Javier Rossi

Personal information
- Full name: Javier Nicolás Rossi
- Date of birth: November 4, 1982 (age 42)
- Place of birth: La Plata, Argentina
- Height: 1.70 m (5 ft 7 in)
- Position(s): Forward

Team information
- Current team: Atlético Lugano

Youth career
- Newell's Old Boys

Senior career*
- Years: Team / Apps / (Gls)
- 2003–2007: Cambaceres / 152 / (45)
- 2007–2008: Almagro / 31 / (12)
- 2008–2012: Tiro Federal / 97 / (35)
- 2011–2012: → Huachipato (loan) / 23 / (5)
- 2012: Defensa y Justicia / 6 / (0)
- 2013: Nueva Chicago / 10 / (0)
- 2013–2014: Independiente Rivadavia / 17 / (2)
- 2014–2015: Villa Dálmine / 35 / (10)
- 2015–2017: Barracas Central / 15 / (4)
- 2016–2017: → Deportivo Morón (loan) / 46 / (18)
- 2017–2018: Deportivo Morón / 19 / (10)
- 2018–2019: Central Córdoba SdE / 28 / (10)
- 2019–2020: Platense / 19 / (3)
- 2020–2021: Deportivo Riestra / 7 / (0)
- 2021: Acassuso / 25 / (9)
- 2021–2022: Atlético Carcarañá [es] / 6 / (2)
- 2022: Gimnasia y Tiro / 2 / (0)
- 2022–2023: Deportivo Laferrere / 37 / (13)
- 2023: Sportivo Italiano / 21 / (5)
- 2024–: Atlético Lugano / 11 / (2)

= Javier Rossi =

Argentine footballer

Javier Nicolás Rossi (born November 4, 1982, in La Plata) is an Argentine football forward currently playing for Atlético Lugano.

==Club career==
Rossi started his career in 2003 playing for Defensores de Cambaceres in the Primera B Metropolitana.
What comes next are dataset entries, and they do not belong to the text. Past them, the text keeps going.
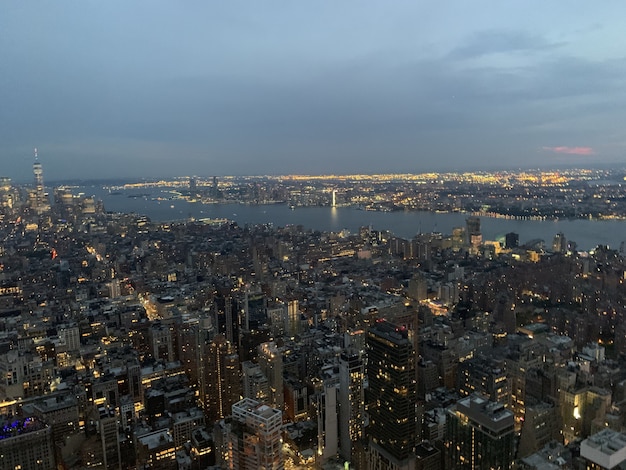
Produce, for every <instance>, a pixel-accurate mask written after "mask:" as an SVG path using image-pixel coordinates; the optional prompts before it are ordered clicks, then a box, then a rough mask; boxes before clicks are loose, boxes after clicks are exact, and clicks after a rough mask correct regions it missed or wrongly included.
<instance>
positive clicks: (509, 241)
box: [504, 232, 519, 250]
mask: <svg viewBox="0 0 626 470" xmlns="http://www.w3.org/2000/svg"><path fill="white" fill-rule="evenodd" d="M518 246H519V234H517V233H515V232H509V233H507V234H506V235H505V236H504V247H505V248H506V249H507V250H510V249H512V248H517V247H518Z"/></svg>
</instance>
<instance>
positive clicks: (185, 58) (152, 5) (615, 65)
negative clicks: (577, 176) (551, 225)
mask: <svg viewBox="0 0 626 470" xmlns="http://www.w3.org/2000/svg"><path fill="white" fill-rule="evenodd" d="M242 6H244V5H242V4H240V3H239V2H237V1H234V2H228V3H225V4H222V3H218V4H213V3H206V2H199V1H191V2H188V3H185V4H178V3H175V4H172V3H169V2H163V1H150V2H148V1H147V0H139V1H137V2H132V3H128V2H121V1H119V0H113V1H110V2H105V3H91V2H88V3H80V4H76V3H75V2H70V1H69V0H60V1H58V2H55V3H54V4H28V3H26V4H24V3H16V4H11V5H8V6H7V8H5V11H4V12H3V13H4V14H3V16H2V18H0V28H2V31H3V37H5V39H6V40H5V41H3V42H2V44H0V61H1V62H2V63H3V65H4V70H3V86H2V87H0V98H1V99H2V102H3V110H2V112H1V113H0V142H1V144H0V163H2V164H3V166H4V167H5V168H10V169H11V170H12V171H11V173H12V174H11V175H10V176H11V177H12V178H13V179H15V180H16V181H17V180H28V179H30V166H29V165H25V166H23V167H22V166H20V165H16V162H19V161H24V162H28V161H30V159H31V158H32V149H33V147H35V146H36V147H38V148H39V149H40V154H39V157H40V161H41V162H42V164H43V165H44V166H45V168H46V178H47V179H50V180H61V179H94V178H122V177H130V178H158V177H160V175H171V174H173V173H176V174H181V173H182V174H191V175H193V174H218V175H219V174H221V175H236V174H244V173H245V174H267V173H270V174H277V173H280V174H285V173H286V174H317V173H335V174H346V173H355V172H356V173H368V174H381V173H382V174H384V173H423V172H428V171H435V172H453V171H479V169H480V170H484V171H493V170H494V169H496V168H515V167H519V166H520V163H521V162H523V163H524V166H528V167H542V168H551V167H554V166H559V167H560V166H567V167H572V166H574V167H575V166H584V167H587V166H593V167H595V166H599V165H602V166H604V165H620V164H623V162H624V161H625V158H624V157H625V156H626V152H625V150H626V141H625V140H624V138H623V132H622V129H621V123H622V122H624V118H625V116H624V109H626V106H625V105H626V84H625V83H624V81H623V76H624V72H626V57H625V54H624V52H623V51H624V50H626V49H625V48H624V46H625V45H626V38H624V35H623V34H622V27H621V24H620V22H619V20H618V19H619V18H621V17H623V16H624V14H626V4H623V3H620V2H614V3H607V4H605V5H603V8H601V9H600V8H597V7H596V6H595V5H592V4H589V3H586V2H582V1H575V2H574V4H568V7H567V8H563V7H562V5H558V4H546V3H545V2H541V3H540V2H533V1H531V2H530V3H529V2H519V3H516V2H513V3H507V4H506V5H500V4H496V5H494V4H493V3H491V2H485V1H478V2H472V3H469V4H468V3H467V2H463V1H461V0H453V1H451V2H446V4H445V5H436V4H429V3H426V2H410V1H402V0H401V1H399V2H394V4H393V5H389V4H379V3H377V2H371V1H366V2H350V1H349V2H346V3H342V4H336V2H330V1H327V0H323V1H321V2H316V3H315V4H291V3H284V2H279V1H276V0H269V1H268V2H264V3H263V4H262V5H254V4H248V3H246V4H245V7H244V8H242ZM51 19H52V21H51Z"/></svg>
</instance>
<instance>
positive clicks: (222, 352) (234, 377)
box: [200, 335, 241, 425]
mask: <svg viewBox="0 0 626 470" xmlns="http://www.w3.org/2000/svg"><path fill="white" fill-rule="evenodd" d="M205 358H206V363H205V367H204V369H203V371H202V372H203V376H202V377H201V380H202V381H203V384H201V387H200V389H201V390H203V392H204V396H203V397H202V401H203V405H204V413H205V416H206V418H207V423H208V424H209V425H212V424H213V423H214V422H215V421H218V420H220V419H222V418H224V417H226V416H227V415H228V414H229V413H230V409H231V406H232V405H233V404H234V403H235V402H237V400H239V395H240V391H241V390H240V389H241V385H240V377H239V356H238V355H237V351H236V350H235V348H234V346H233V344H232V343H231V342H230V341H228V340H226V338H224V336H223V335H217V336H216V337H215V338H214V339H213V341H211V342H210V343H209V344H208V345H207V351H206V355H205ZM202 385H203V386H202Z"/></svg>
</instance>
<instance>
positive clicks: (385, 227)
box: [80, 186, 626, 250]
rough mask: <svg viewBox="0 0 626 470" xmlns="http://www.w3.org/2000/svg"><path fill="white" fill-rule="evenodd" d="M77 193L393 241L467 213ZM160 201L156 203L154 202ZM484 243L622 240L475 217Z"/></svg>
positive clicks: (445, 223)
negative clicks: (412, 210) (562, 235)
mask: <svg viewBox="0 0 626 470" xmlns="http://www.w3.org/2000/svg"><path fill="white" fill-rule="evenodd" d="M80 191H81V192H84V193H85V194H87V195H94V196H95V197H96V198H97V199H101V200H102V201H103V202H104V207H105V208H106V210H107V211H113V212H135V213H138V214H144V215H146V216H148V217H150V219H151V220H153V221H173V220H189V218H191V217H193V218H196V219H200V218H226V219H230V220H233V221H235V222H237V223H238V224H239V225H241V226H243V225H246V224H267V223H271V224H273V225H274V226H277V227H279V226H285V225H302V226H304V227H305V228H307V229H313V230H322V231H334V232H338V231H341V230H344V229H347V230H349V231H351V232H353V233H354V232H356V231H358V230H359V227H362V226H368V225H371V226H372V228H373V229H375V230H389V231H391V232H392V233H394V234H395V235H397V236H400V237H403V238H412V237H413V236H415V235H416V234H417V233H420V232H422V233H427V232H441V233H443V234H444V235H446V234H450V233H451V232H452V229H453V228H455V227H463V226H465V219H466V218H467V217H468V214H463V213H433V212H402V211H398V212H374V211H363V210H358V209H357V208H354V207H337V208H331V207H298V208H296V209H293V210H292V209H291V208H290V207H289V206H288V205H286V204H267V205H251V204H202V203H199V202H187V201H185V200H182V199H175V200H168V199H167V197H169V196H171V194H170V193H168V192H165V191H160V190H157V189H151V190H150V194H151V196H150V197H146V196H140V197H128V195H133V194H135V195H138V194H140V193H145V192H146V190H145V189H144V190H141V191H139V190H137V191H135V192H134V193H133V192H132V191H123V192H121V193H118V194H109V193H108V191H106V190H104V189H102V188H100V187H96V186H89V187H81V188H80ZM158 198H161V200H158ZM481 228H482V233H483V239H484V240H495V239H496V238H497V237H501V236H503V235H504V234H506V233H508V232H515V233H518V234H519V240H520V243H525V242H528V241H529V240H533V239H543V240H544V241H545V243H546V247H548V248H549V247H550V246H551V244H552V239H553V237H554V236H555V235H556V234H557V233H559V232H562V233H563V234H564V235H565V237H566V239H567V240H573V241H575V242H576V243H577V245H578V249H580V250H590V249H592V248H594V247H595V246H597V245H608V246H609V247H611V248H616V249H619V247H620V244H621V243H622V242H623V241H625V240H626V221H623V220H606V221H602V220H584V219H576V220H512V219H501V218H492V217H481Z"/></svg>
His high scoring effectivity awoke the interest of Almagro, which signed him in 2007. A year later Rossi and his goals went to join Tiro Federal. In 2011, Rossi was loaned out to Chilean Primera División club Huachipato.

On 18 July 2019 Club Atlético Platense announced, that they had signed Rossi.

In 2024, Rossi joined Atlético Lugano in the Primera C Metropolitana.